They use advertising, the courts, electronic locks, and none of it seems to work. People are still downloading an array of media from the web ("pirating" – a rather poor term). One reason for the continuing flow, according to two British researchers, is that people just don’t think what they’re doing is wrong, much less a crime.
The study was commissioned to find out if the anti-piracy message was having an impact on people’s attitudes.
Most campaigns in the UK have focused on the damage being done by software or film piracy.
They have also pushed the idea that consumers are supporting organised crime when they buy a game or DVD from someone in the street.
Despite ads in the cinema, magazines and newspapers, the message is falling on deaf ears.
I’m certainly not in favor of people stealing movies, software, music or other digital content. However, the overtly big-brotherish ads the motion picture people are using ("If you think you can get away with illegally trafficking in movies, think again.") are not in the least effective.

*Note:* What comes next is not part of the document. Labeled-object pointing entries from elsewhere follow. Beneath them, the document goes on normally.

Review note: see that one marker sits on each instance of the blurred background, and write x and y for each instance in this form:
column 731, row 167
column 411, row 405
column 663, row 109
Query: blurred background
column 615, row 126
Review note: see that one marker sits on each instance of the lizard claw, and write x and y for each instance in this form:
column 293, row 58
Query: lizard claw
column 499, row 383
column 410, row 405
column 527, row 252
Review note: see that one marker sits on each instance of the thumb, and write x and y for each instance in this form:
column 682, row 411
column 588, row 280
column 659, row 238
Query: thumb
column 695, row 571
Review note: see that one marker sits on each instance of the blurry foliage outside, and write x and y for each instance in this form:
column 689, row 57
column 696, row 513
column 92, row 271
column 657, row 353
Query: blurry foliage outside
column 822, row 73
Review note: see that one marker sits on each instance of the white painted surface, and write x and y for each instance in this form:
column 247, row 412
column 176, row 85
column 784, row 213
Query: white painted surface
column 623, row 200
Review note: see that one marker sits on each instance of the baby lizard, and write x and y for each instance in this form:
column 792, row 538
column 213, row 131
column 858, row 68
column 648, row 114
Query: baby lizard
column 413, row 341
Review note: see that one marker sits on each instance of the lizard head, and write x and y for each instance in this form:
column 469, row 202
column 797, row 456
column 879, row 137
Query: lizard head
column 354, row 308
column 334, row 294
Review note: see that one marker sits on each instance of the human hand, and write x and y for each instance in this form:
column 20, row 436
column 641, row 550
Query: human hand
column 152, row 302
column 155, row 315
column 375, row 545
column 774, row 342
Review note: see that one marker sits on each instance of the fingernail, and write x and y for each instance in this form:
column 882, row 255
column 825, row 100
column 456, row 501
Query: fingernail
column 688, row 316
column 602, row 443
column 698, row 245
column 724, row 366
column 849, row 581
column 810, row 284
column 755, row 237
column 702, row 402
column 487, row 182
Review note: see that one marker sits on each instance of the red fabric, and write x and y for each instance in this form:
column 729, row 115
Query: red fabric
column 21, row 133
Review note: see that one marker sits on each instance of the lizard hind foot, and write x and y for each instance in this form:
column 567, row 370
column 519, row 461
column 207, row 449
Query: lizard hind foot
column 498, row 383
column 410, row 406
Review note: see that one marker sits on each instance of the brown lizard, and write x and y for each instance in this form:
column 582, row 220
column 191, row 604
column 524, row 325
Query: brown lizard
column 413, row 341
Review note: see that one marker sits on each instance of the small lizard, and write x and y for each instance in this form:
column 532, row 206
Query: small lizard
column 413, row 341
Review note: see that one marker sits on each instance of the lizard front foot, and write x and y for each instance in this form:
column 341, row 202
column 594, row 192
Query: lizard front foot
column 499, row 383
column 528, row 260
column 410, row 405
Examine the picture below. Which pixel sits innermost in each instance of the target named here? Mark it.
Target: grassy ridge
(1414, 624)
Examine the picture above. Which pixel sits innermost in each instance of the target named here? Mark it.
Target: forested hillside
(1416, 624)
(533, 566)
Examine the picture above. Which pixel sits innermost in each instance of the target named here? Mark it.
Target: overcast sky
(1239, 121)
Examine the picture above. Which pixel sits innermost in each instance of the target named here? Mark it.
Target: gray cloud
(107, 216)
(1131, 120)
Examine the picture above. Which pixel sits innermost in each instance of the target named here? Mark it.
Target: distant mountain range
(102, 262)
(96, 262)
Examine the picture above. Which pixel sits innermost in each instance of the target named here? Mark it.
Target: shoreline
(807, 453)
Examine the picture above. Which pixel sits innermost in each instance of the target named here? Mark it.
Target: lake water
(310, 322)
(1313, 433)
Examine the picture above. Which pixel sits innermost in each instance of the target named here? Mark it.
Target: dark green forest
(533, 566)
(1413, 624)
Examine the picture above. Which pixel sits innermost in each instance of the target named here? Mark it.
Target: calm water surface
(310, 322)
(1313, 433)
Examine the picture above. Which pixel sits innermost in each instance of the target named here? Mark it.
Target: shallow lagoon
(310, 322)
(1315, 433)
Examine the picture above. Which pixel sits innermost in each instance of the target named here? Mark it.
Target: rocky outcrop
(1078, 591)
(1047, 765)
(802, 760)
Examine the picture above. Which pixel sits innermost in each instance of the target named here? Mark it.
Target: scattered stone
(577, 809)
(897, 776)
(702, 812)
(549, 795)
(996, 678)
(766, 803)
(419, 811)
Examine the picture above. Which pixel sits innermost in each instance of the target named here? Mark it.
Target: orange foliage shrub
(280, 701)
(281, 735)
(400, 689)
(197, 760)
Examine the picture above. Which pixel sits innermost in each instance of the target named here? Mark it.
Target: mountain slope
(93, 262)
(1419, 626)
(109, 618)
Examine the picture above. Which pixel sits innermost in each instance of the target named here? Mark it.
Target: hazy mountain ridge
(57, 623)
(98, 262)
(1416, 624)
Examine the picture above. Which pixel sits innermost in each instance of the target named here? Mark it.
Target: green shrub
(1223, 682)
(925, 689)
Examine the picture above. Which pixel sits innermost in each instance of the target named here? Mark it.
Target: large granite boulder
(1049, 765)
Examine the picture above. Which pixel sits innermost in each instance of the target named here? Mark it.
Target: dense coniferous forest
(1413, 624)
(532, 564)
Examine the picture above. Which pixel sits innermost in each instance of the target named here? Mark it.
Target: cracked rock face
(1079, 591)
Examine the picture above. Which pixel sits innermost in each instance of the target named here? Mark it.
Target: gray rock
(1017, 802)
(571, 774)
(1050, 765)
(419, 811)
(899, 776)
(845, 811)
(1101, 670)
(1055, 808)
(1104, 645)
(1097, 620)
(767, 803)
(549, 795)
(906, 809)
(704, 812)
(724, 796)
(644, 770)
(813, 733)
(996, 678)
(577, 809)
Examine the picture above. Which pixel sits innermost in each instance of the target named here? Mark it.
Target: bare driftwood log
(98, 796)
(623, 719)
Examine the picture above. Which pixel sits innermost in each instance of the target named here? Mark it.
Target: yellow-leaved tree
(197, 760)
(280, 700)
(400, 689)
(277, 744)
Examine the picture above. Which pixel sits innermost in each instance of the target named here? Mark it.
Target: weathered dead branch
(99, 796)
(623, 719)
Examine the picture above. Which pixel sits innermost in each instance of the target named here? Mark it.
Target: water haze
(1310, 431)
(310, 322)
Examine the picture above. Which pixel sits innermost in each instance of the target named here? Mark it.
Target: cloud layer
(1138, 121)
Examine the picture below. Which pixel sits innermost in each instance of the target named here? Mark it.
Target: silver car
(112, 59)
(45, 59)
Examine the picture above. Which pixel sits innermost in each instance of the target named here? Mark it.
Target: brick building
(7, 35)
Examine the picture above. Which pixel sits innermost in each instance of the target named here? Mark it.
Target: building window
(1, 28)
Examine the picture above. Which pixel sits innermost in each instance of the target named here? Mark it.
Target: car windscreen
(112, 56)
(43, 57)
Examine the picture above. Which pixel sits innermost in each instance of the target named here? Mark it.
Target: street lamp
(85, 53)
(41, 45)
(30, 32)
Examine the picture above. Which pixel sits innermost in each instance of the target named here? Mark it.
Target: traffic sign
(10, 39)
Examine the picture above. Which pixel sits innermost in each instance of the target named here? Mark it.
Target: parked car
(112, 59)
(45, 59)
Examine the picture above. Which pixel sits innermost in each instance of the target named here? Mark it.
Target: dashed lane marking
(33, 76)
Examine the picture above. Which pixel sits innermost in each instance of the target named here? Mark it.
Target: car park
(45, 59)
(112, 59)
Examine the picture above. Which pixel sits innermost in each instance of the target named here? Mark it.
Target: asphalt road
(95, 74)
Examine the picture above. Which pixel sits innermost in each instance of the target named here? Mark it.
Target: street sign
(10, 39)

Obviously, neither is the threat of legal action.
On the other end of things, the media industries would love to add all kinds of digital locks to their content – mandated by law if possible. But history has shown that such things only offer a challenge to a few very talented people and make using the media difficult and annoying for the rest of us.
So, what’s the answer? I hate to tell the fat cat big media guys but they will never, NEVER completely eliminate the theft of their product. That’s just the reality of putting content in digital form. Once the file is available to more than one person, someone will find a way around any gate you put up.
The best they can do is create good content, at a fair price, that makes it convenient for people to move it around and use it any way they want to. I’d be willing to bet that any company adopting that approach will create a lot of something they are losing tons of now – customers.